Desde que tengo uso de razón, me gusta algún chico. Cuando estaba en el jardín estaba enamorada de Facu, mi amiguito un año más grande. Como no sabía ni escribir -y todavía dibujaba a las personas al «palito-style»– le pedía a mi mamá que escriba las cartas de amor que yo le dictaba. Romántica de cuna.
Mi primer novio lo tuve en segundo grado, pero claro… siempre fui una agrandada así que el señorito me llevaba como cuatro años. Cuatro años, cuando tenés seis es una gran diferencia.
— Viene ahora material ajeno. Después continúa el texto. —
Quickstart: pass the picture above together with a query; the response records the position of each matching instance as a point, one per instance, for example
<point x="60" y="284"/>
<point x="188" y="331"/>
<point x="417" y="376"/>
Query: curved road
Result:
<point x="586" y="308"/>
Ni hablar de cuando me enamoré de Diego en sexto. Si bien hubo otros amores en el medio (si me pongo a escribir de cada uno, no termino más), Diego fue único. No sé cuántos años tenía en sexto, pero él me llevaba cinco o seis de diferencia. ¡Imaginate, yo coleccionaba Barbie’s y él ya fumaba! Diego fue único… hasta que me enamoré de Tomás. Me acuerdo que calculaba a qué edad nuestro amor podría ser real: «cuando yo tenga 18 y él 23, vamos a estar más parejos». De más está aclarar que mi amor por Tomás no llegó a los 18. Ni cerca. Ojo, no soy fácil para enamorarme, ni fácil en desenamorarme… de hecho me cuesta bastante. Detalle que hice carne más adelante cuando «amor» empezó a significar algo más que un «tiene lindos ojos».
Romántica de cuna y flashera a más no poder. Yo no sé si todas las mujeres pasaron por esto, pero con mis amigas comprobé (más-menos) que sí. Mientras los varones jugaban al fútbol, nosotras nos juntábamos a charlar… ¡de chicos! La realidad es que cuando las mujeres nos juntamos a hablar, no siempre… pero muchas veces, hablamos de hombres.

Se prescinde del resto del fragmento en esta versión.